-OpEd-
BOGOTA — I was convinced — twice over — that the charismatic Pope Francis might genuinely be infallible. First for being pope, because the First Vatican Council declared in 1870 that the Supreme Pontiff could not err, at least not in the presence of the Holy Spirit. And secondly, for being Argentinian. I guess I’ve come to believe Argentines’ famously high opinion of themselves.
Many of the pope’s early positions appeared to confirm this “infallibility,” showing us as they did a simple man who was open to adopting more humane and understanding positions on issues such as homosexuality. He seemed to have been enlightened by the Holy Spirit.
But Pope Francis has taken two unfortunate positions on the issue of drugs, which demonstrate how fallible he remains.
He recently expressed concern about growing drug trafficking in Argentina, saying he hoped that his native country would not go the “Mexican” way with drugs. The comments prompted verbal protests from Mexico.
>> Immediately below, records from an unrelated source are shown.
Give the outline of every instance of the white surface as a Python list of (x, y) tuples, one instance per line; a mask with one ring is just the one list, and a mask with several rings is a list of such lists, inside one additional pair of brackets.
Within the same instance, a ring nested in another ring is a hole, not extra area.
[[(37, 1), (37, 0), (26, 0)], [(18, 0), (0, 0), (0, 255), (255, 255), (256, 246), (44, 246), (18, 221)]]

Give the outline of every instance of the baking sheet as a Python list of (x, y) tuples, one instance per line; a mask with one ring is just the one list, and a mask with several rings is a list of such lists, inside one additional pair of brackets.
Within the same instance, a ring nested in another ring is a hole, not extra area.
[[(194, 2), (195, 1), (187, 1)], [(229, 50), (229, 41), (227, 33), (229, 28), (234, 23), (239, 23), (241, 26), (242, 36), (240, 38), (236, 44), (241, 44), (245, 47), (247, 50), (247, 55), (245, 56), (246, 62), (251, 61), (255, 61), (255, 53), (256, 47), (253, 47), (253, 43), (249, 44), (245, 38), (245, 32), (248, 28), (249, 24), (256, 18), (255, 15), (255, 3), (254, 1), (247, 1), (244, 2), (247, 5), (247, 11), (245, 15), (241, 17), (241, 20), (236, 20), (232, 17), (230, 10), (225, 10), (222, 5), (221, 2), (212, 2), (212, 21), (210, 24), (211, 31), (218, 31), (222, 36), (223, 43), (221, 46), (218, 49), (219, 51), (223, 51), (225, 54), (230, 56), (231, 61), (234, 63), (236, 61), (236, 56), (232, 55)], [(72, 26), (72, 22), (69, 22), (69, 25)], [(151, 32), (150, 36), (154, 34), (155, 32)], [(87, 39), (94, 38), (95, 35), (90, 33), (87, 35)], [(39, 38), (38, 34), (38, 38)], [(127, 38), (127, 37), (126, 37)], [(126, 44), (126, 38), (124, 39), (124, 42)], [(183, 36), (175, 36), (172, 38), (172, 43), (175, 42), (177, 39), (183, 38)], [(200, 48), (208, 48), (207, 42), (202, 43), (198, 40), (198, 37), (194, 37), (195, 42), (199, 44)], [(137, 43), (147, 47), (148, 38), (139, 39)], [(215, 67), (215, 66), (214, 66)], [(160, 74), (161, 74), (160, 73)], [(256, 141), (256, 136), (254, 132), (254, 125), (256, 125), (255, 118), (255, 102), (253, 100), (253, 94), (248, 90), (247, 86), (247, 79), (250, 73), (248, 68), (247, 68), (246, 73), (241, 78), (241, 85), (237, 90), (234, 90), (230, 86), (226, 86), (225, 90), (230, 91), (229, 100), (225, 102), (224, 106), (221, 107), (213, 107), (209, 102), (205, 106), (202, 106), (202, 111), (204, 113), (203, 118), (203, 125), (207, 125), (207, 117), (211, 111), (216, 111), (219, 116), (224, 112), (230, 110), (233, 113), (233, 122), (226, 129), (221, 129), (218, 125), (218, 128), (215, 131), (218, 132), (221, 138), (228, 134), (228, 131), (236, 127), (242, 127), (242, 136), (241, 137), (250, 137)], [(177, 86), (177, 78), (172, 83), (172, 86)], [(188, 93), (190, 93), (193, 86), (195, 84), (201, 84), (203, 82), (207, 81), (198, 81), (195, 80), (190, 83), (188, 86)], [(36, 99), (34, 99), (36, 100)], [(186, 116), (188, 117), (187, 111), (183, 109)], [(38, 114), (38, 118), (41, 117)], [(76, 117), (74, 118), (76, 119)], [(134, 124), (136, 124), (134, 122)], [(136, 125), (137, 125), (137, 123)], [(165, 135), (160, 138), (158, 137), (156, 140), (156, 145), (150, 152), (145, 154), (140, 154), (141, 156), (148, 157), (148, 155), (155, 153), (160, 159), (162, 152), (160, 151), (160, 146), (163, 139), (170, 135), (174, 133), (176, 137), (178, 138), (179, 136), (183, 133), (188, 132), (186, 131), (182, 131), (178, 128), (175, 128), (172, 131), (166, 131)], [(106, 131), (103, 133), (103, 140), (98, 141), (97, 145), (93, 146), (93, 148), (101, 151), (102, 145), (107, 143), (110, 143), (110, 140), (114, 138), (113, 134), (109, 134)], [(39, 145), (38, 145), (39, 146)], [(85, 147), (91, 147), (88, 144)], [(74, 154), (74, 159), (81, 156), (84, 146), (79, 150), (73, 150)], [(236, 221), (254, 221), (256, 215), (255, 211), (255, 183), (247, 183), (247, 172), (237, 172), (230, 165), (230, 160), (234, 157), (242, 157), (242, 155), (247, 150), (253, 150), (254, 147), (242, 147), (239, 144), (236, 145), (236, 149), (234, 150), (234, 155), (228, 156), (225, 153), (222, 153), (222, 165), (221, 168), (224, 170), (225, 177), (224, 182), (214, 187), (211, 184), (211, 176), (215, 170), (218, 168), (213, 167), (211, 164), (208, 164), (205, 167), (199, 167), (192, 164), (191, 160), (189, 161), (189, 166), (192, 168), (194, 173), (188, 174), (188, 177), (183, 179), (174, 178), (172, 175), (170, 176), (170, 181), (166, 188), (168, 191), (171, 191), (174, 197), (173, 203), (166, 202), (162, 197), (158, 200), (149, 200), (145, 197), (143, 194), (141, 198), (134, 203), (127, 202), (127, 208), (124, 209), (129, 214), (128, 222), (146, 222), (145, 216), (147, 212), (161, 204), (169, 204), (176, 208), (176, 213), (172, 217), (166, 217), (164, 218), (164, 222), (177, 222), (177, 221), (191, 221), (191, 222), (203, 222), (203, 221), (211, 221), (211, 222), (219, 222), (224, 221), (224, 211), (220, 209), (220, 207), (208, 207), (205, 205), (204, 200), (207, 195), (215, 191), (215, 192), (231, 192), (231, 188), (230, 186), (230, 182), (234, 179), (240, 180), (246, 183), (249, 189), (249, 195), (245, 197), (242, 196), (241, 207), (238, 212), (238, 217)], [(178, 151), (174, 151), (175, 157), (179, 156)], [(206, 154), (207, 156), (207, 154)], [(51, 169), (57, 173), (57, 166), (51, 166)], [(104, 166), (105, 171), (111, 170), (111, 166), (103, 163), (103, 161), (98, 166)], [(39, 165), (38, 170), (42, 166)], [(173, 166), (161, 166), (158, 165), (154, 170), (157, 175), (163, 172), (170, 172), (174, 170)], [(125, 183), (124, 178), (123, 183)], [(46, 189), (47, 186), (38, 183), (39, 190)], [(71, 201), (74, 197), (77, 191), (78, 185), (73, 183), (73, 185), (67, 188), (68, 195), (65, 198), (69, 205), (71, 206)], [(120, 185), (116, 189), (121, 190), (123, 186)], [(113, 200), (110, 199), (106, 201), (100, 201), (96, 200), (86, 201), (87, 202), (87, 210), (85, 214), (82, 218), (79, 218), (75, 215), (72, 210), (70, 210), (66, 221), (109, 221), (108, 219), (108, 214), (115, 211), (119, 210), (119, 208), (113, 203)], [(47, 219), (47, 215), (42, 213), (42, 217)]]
The pope apologized and clarified that he had not mean to offend Mexicans, and that is almost certainly true.
But he did make a mistake in substance, not only style — for the misperception that drug trafficking making a massive entry into Argentina would somehow represent a “Mexicanization” of the phenomenon in that country. Or as they used to call it in the 1970s and 1980s, “Colombianization.”
Gangs love laws
The mistake is in thinking that drug-related violence and corruption elsewhere in Latin America would be due to acquiring — as if by contagion — certain traits of Mexico or Colombia. In fact, the reason for any exponential rise in violence would be that powerful drug-trafficking gangs had developed in Argentina, with enormous capacity for violence. And if that happened, it would not be because of Colombia or Mexico, but instead because of the presence of worldwide laws against certain drugs like marijuana and cocaine.
Such criminalization of drugs have not at all reduced the problems associated with their abuse. Instead, they have very effectively fomented an illicit drug economy with its tremendous potential for related crimes.
This is then related to the pope’s second misstep, namely comments he made a few months ago against legalizing drugs. “Drugs are an evil, and in the face of evil, you can neither give way nor make commitments,” he said then.
That’s a mistaken notion, because drugs are not intrinsically bad. The problem is abuse. Decriminalization, which doesn’t mean a free-for-all but a strictly controlled and regulated market, is one way of confronting the abuses without giving way to a prohibition’s vicious effects, like trafficking.
If Pope Francis wants to avoid Argentina “going the Mexican way,” there is an obvious solution: Legalize drugs. If only the Holy Spirit could inspire this promising leader to reconsider his position on these global drug bans that have created so much unnecessary harm and evil.